Unique Presentation Identifier:

14

Faculty Advisor

Dr. Robin Ghosh

Document Type

Poster

Location

Face-to-face

Start Date

9-4-2026 1:00 PM

End Date

9-4-2026 3:00 PM

Abstract

Mental health challenges such as anxiety and depression are widespread, yet often remain unaddressed due to stigma, financial barriers, limited access to professionals, or personal reluctance. To address this gap, we present an accessible AI-powered chatbot that provides preliminary conversational support with empathetic, context-aware responses. The chatbot is trained and evaluated on two publicly available counseling conversation datasets from Huggingface, enabling it to learn and maintain therapeutic dialogue patterns.

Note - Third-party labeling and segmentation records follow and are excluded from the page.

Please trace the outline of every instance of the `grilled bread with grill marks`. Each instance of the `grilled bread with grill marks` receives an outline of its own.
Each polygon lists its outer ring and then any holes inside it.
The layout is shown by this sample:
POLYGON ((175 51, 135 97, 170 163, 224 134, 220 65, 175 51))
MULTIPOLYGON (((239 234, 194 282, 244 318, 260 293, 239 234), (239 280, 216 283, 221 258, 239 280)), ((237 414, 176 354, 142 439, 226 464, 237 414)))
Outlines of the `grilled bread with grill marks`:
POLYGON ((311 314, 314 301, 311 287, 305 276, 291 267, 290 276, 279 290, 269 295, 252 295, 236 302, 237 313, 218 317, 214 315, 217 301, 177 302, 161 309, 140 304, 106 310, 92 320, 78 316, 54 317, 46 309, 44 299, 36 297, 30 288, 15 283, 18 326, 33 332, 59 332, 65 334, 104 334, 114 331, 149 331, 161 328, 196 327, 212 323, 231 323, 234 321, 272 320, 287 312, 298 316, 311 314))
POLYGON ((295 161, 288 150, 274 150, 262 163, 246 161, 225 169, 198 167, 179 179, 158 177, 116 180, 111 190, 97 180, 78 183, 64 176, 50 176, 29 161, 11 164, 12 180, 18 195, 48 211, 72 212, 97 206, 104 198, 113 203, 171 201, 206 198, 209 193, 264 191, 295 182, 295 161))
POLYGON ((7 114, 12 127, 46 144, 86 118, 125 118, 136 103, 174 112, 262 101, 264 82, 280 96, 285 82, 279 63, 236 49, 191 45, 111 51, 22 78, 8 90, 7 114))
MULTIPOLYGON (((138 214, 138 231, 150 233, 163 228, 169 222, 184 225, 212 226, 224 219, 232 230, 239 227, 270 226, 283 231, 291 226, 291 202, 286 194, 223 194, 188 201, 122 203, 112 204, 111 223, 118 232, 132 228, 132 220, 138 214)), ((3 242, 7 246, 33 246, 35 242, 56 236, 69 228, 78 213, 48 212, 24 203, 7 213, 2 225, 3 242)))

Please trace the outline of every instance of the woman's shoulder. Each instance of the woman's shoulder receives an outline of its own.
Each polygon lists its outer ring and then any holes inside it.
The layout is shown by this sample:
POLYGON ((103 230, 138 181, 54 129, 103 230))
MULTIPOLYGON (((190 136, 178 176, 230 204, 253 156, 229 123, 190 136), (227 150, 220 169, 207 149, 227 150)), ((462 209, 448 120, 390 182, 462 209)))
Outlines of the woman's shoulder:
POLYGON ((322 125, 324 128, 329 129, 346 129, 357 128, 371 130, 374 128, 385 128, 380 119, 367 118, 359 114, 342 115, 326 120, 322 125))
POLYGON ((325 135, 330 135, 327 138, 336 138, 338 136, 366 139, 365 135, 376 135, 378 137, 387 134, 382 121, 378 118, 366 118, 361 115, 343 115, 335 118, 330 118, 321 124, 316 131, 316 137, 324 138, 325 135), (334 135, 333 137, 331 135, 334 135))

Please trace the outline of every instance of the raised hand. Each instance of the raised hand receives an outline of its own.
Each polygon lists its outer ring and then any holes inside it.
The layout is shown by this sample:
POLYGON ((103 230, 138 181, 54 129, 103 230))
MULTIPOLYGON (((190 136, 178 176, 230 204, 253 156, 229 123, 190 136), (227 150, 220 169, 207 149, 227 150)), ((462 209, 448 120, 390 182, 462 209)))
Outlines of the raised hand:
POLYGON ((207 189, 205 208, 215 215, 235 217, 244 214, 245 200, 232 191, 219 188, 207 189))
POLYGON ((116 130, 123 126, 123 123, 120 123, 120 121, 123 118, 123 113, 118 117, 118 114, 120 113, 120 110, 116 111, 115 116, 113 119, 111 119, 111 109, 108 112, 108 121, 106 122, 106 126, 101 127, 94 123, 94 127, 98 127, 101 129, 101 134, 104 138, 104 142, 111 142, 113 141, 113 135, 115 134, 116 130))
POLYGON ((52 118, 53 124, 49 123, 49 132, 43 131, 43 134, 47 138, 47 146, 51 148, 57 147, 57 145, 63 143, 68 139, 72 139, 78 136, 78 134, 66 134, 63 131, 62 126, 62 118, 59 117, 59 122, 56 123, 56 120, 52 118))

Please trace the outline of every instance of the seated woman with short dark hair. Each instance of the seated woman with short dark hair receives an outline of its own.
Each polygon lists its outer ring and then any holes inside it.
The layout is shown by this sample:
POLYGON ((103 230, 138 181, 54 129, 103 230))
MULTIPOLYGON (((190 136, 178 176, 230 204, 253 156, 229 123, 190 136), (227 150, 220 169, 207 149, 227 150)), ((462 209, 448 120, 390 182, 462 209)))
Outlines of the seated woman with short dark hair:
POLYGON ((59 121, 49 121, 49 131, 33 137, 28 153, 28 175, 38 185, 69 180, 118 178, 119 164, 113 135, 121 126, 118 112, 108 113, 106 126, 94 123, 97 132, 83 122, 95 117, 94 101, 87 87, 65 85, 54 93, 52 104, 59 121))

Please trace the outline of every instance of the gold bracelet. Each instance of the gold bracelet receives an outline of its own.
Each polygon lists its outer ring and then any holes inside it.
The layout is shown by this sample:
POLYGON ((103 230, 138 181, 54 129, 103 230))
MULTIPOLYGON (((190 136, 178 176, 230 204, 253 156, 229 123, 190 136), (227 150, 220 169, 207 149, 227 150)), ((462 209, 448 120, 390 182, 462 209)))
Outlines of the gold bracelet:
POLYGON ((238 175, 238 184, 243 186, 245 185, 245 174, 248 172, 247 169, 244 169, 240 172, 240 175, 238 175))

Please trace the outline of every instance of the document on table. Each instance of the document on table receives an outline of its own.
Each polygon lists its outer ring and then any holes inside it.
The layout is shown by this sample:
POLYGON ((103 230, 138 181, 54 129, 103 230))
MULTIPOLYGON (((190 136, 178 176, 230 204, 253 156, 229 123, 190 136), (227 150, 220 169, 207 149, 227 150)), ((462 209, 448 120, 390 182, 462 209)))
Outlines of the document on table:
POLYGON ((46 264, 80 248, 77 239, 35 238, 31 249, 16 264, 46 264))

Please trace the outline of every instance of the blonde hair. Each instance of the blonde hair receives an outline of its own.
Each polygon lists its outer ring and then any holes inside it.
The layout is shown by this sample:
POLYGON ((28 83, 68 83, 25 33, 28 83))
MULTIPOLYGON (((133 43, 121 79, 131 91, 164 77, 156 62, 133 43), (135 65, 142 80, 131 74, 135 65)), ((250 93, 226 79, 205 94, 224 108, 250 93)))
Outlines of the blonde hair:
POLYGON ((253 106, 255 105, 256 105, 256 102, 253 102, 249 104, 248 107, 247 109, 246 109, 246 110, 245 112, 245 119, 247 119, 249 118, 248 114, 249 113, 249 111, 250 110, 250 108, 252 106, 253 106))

We compare three advanced LLMs, such as Llama3.1, Mistral 7b, and Qwen3, evaluating them on relevance, empathy, conciseness, and contextual understanding, and all models demonstrate high response quality. Incorporation of a Retrieval-Augmented Generation (RAG) pipeline with Facebook AI Similarity Search (FAISS) enhances factual accuracy and contextual relevance while reducing hallucinations. A key innovation is the integration of agentic AI, empowering the chatbot to recognize extreme distress and, with user consent, assist in scheduling appointments with mental health professionals. Overall, our system demonstrates the potential to deliver reliable, empathetic, and actionable conversational AI support for individuals experiencing early-stage mental health distress.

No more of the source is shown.